Meine Damen und Herren, wir brauchen also keine Unwissenheits- und Falschheitserklärungen. Die sind bei Ihnen an der Tagesordnung. Frau Düker hat einen Punkt aufgelistet. Ich kann das nahtlos fortsetzen: Sie wussten nicht, dass es eine G-10Kommission gibt. Sie wussten nicht, wann das BKA zuständig ist – Stichwort: Sauerlandgruppe. Der Gipfel ist in der Tat, wenn Sie, wie jetzt, Gesetzesänderungen einfordern, die gar nicht notwendig sind, weil das Gesetz diese Punkte schon enthält.

Wenn Sie jetzt auch noch mit der OnlineDurchsuchung um die Ecke kommen – das ist Ihr Lieblingssteckenpferd –: Ursprünglich hat die SPD das als „staatlich organisierten Hausfriedensbruch“ bezeichnet; inzwischen ist das ein gängiges Mittel, und Sie wollen es überall haben. Einigen Sie sich einfach mal, ob Sie rechtsstaatlich einwandfrei arbeiten oder nur Schlagzeilen produzieren wollen.

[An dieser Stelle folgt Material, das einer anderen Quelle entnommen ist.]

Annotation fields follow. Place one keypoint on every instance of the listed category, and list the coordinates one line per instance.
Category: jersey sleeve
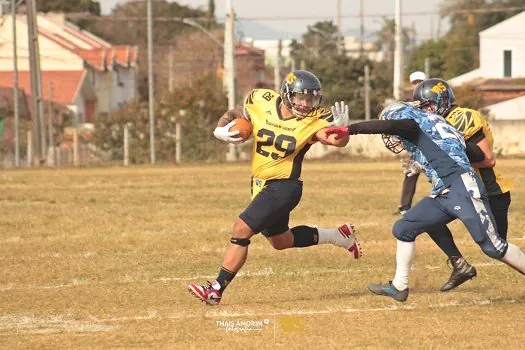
(468, 122)
(255, 99)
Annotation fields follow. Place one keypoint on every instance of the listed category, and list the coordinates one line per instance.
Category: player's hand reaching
(339, 132)
(340, 113)
(411, 167)
(223, 133)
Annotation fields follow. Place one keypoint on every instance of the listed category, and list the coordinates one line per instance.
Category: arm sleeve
(406, 128)
(474, 153)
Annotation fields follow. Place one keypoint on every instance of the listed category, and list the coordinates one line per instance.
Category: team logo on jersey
(439, 88)
(290, 78)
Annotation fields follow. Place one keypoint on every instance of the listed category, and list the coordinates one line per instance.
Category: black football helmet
(301, 93)
(434, 95)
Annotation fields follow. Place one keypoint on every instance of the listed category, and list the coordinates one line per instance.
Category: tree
(90, 6)
(434, 50)
(341, 76)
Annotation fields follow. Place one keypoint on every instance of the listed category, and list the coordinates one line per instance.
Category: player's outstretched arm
(332, 139)
(222, 131)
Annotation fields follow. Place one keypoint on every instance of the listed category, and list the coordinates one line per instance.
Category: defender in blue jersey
(457, 191)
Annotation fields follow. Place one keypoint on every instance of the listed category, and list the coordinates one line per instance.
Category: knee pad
(488, 248)
(402, 232)
(243, 242)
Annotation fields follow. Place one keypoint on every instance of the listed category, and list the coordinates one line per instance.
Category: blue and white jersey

Meine Damen und Herren, die Vorschläge der selbst ernannten Mafiaexperten laufen im Kern im Übrigen darauf hinaus, die Grundfesten unseres Rechtsstaates über Bord zu werfen. Wir haben die Unschuldsvermutung und nicht die Sippenhaft. Wie müssen sich unsere italienischen Mitbürger fühlen, wenn sie alle mit den Mafiosi in einen Topf geworfen werden? Oder wollen Sie, Herr Rudolph,

vorsichtshalber alle festnehmen lassen? Wir arbeiten faktengestützt. Wir sind selbstverständlich wachsam – das ist die nordrhein-westfälische Polizei immer –: gegenüber der OK insgesamt, insbesondere aber gegenüber der Mafia.

Und wir sind kooperativ – auch international. Natürlich werden Informationen ausgetauscht. Wenn allerdings ihre Kronzeugin, die italienische Abgeordnete, einräumen muss – Zitat –: „Von zwölf in Deutschland festgenommenen Mitgliedern des San-Luca-Clans sind allein sieben in NordrheinWestfalen festgesetzt worden“, dann empfinde ich das eher als Auszeichnung. Das heißt, hier wird etwas getan.

(Beifall von der FDP)

Hier passiert etwas. Hier wird gearbeitet. Hier wird nicht nur erzählt. Das heißt, Untätigkeit und Blauäugigkeit finden sich weiß Gott nicht auf unserer Seite. Im Gegenteil: Das ist anscheinend eher bei Ihnen der Fall.

Mein Fazit ist daher: Die nordrhein-westfälische Polizei arbeitet faktenorientiert, rechtsstaatlich, professionell und erfolgreich bei der Bekämpfung der OK und auch – und gerade – in der Alltagsarbeit, die der SPD offensichtlich keine Mühen wert ist. – Vielen Dank.

(Beifall von CDU und FDP)

Danke schön, Herr Minister Wolf. – Für die SPD spricht nun der Kollege Kutschaty.

Frau Präsidentin! Meine Damen und Herren! Ich hatte eigentlich gehofft, wir hätten in der Situationsbeschreibung, was die Bedrohung durch die Mafia hier anbelangt, mehr Gemeinsamkeiten in diesem Hause. Aber ganz offensichtlich ist das Problem der Mafiakriminalität noch immer nicht bei allen angekommen. Insbesondere an Ihnen, sehr geehrter Herr Kollege Engel – ich schätze Sie sonst sehr, was das anbelangt –, scheint das Problem vorbeigegangen zu sein. Selbst Herr Kruse ist an dem Punkt weiter als Sie.

Wir müssen es mit aller Deutlichkeit zurückweisen, dass man uns hier blanken Populismus vorwirft, wenn wir uns Sorgen um die Sicherheit in diesem Lande machen, nachdem in Duisburg sechs Menschen auf offener Straße erschossen wurden. Herr Engel, es ergibt für uns keinen Unterschied, ob es italienische Landsleute oder deutsche Staatsbürger sind, die davon betroffen sind. Das Problem ist mitten in unserer Gesellschaft angekommen.